Back home in New Orleans, Walker, 32, remains busy even if he’s staying in one place. There are plenty of festivals this time of year and now that he’s well-known in the woodwind world, Walker can play as much as he wants. After graduating from LSU, he taught band in a public school in New York City for a year, an experience that clarified his career path. He returned to Baton Rouge to earn a second master’s degree, in jazz studies. He started playing professionally and has never let up. Settling in New Orleans, he worked his way up by playing with some of the biggest jazz names in a city brimming with jazz royalty.
“It definitely isn’t luck,” he told an interviewer for The Advocate in New Orleans in May 2016, just after he had won the spot in the Sturgill Simpson tour. “My bread and butter has been backing up songwriters, helping them achieve their overall vision. I can’t tell you how many times I’ve had someone play me a song and say, ‘What do you hear for this?’”
A 2002 graduate of HHS, Walker didn’t take his gift for granted, even at a young age. He worked harder than anyone else. His high school era featured some of the school’s most talented horn players, including another Brad, Brad Phillis, and Steve Sigmon, a Fran Shelton protégé who is now band director at North Henderson High School.
“Brad was very very talented and smart smart smart,” Shelton said. “He had a ponytail back then. I made him pull it back. I told him that his hair wasn’t going to be flopping around during a performance. I made him rewrite and transpose. Every time he thought he was getting good, I’d say, ‘Nope, do this, do this.’ He got bored easy.”
He’d finish his class work in English or history ahead of his classmates and beg to go to the band room and practice. Shelton would send him to the middle school to conduct sectionals for young saxophone players.
Brad and his younger brother, David, had strong support from their parents, Martha and Ken Walker.
“He had great parents,” Shelton said. “They were very involved. They were there for everything.”

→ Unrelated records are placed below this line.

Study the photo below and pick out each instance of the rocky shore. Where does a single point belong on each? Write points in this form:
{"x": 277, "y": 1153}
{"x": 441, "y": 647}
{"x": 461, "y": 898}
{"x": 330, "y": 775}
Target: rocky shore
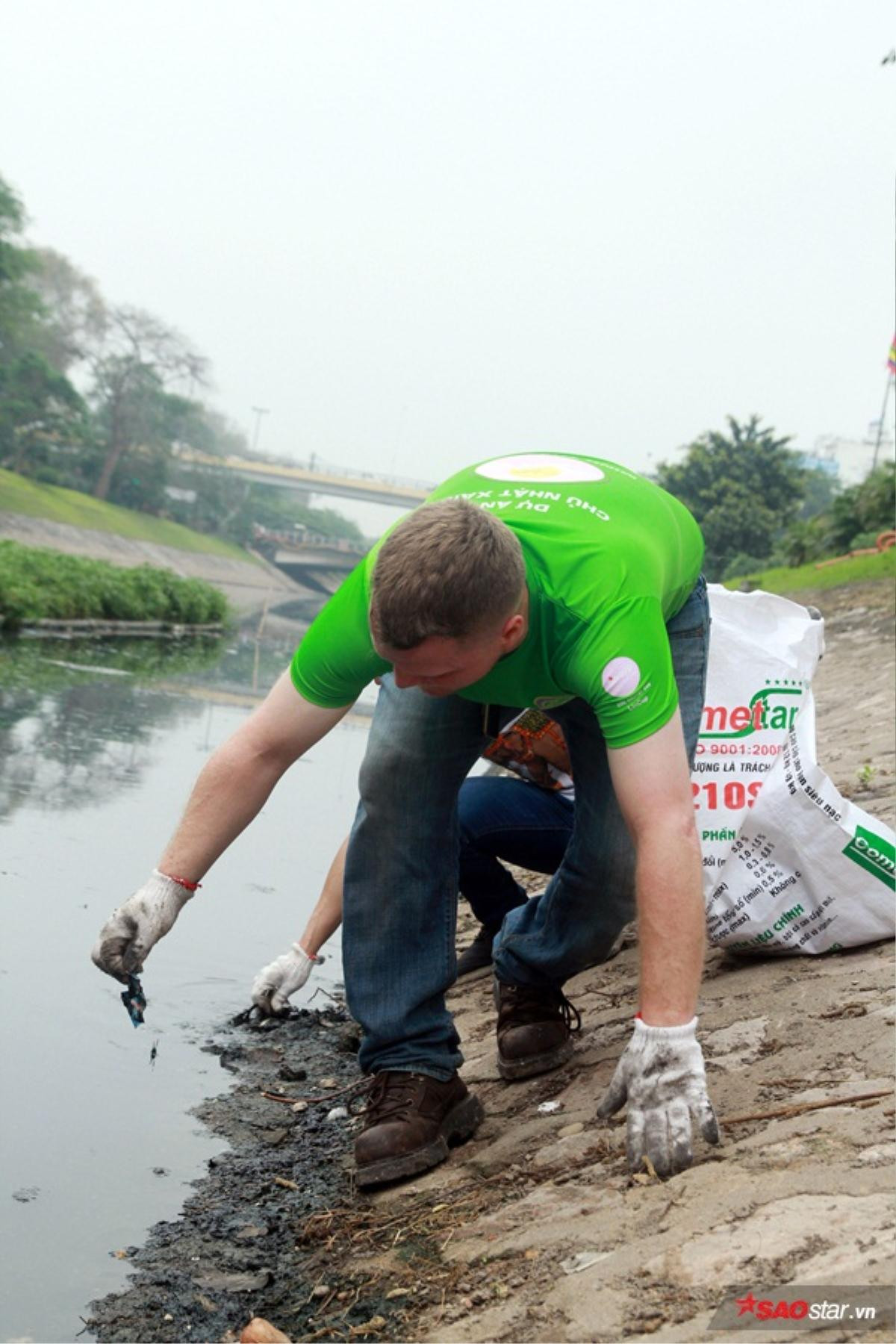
{"x": 535, "y": 1230}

Back in his hometown last summer, Walker stopped by to visit Shelton. He thanked her for her teaching and guidance then invited her to a concert at the historic Ryman Auditorium in Nashville.
“We went out after the concert and then we hung out with Brad and got to meet Sturgill and the guys in the band,” she said. “Brad introduced me as his mentor and I said, ‘I’m not his mentor. I’m his sixth grade band director.’ Sturgill said, ‘We thank you so much for what you’ve done.’ I made him work. He has an amazing work ethic, that wasn’t just me. That comes from his parents as well. He’s got amazing family support.”
His parents, both retired nurses, traveled to shows in Knoxville and Birmingham to see their son perform.
Having reached a high level of success at a young age, Walker basks in the joy of sax.
“I’m a little overwhelmed right now,” he said a few weeks after the Grammy performance closed the 2016-17 Sturgill Simpson tour. “There’s just so much going on in New Orleans. I’m just grateful to be a fulltime musician in the greatest city in the world for music and I’m grateful go up and do this high-profile gig and come home and not skip a beat and go back to fulltime performance.
“I don’t think everybody realizes how challenging this lifestyle can be,” he says. “I’m out to 2 or 3 in the morning. I haven’t had a regular sleep pattern in about a decade.”

His job is performing music with “energy and emotion and enthusiasm in a very serious way that’s really important on a daily basis,” he says. The work is rewarding but “that makes it hard to take days off. You can’t really just go through the
motions.”

Watching Brad Walker on YouTube will tell you this is not a guy who mails it in.